I have obvious concerns about going into the woods. I am concerned about all animals ― winged and four-legged; snakes and spiders and insects of all sorts ― that will visit me. I know they will serve as my teachers, yet I fear for my safety. Concerns about rain and cold weather also taunt me. Will I be uncomfortable? All sorts of questions beginning with “What if …?” have surfaced. I am scared, but I repeat to myself often, “Trust, trust, trust in the universe.”
And I look forward to reading the shapes of clouds for answers. I look forward to seeing Grandmother Moon and hope that Grandfather Sun will not burn me. Like my sacrifice of chocolate at Lent (an honoring of my ancestors’ connection to Catholicism), I will sacrifice, with utmost humility, my hunger, thirst, and fears, to be with my first mother, Mother Earth. I am preparing for what she has to say. I hope I am humble enough to hear her. I will only have my mind to record the memory.
I have only just begun to make my prayer ties. I begin with yellow fabric, cutting squares and then gingerly placing Native American tobacco into the middle of each. I tie one bundle after another onto the yarn that will define my sacred space in the woods. I handle the tobacco, knowing it is sacred and that it will burn, along with my yarn of prayer ties, after the quest. I will offer it into the fire, sending my prayers ― and me ― to unite as one with the Great Spirit. I burn sage, smudging myself free of negativity. I feel, somehow, as I burn the sage that the smoke rising from it is inhaled by those I cannot see.
I listen to music, to flutes and drums, to the voices of my ancestors as they sing and chant about Mother Earth. They sing of her heartbeat, of birds, trees, and the sun. I stop from time to time to pound on my own handmade drum with my recently healed, previously blistered fingers that spent hours stretching and pulling on waxed rawhide, tightening the skin around the base of the drum. I sing songs that come out of me that have not been taught but rather learned from within. “Trust, trust, trust in the universe.”
I drew images of owls, my sacred power animal, on my drum, knowing as I drew the owls that my quest would reveal other animals to seek and know.

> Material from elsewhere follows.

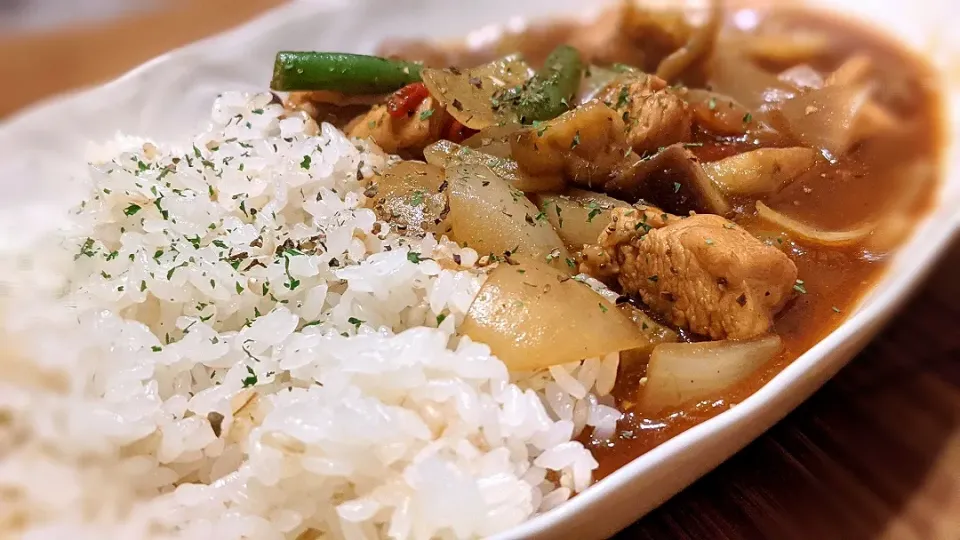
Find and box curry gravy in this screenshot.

I prepare while knowing that I will enter the woods fearful, excited, and hopeful and then leave the woods touched, changed, and full of thirst and hunger ― and this is all I know. My mantra of trust comforts me, as the tobacco-scented prayer ties are added to the yarn. As I ready myself for the woods, alert to hear what the trees will sing, my concerns mount tall ahead of me. I remind myself with each broad-faced fear that I must put to practice all that I have learned through yoga: non-attachment, to let go, to completely let go.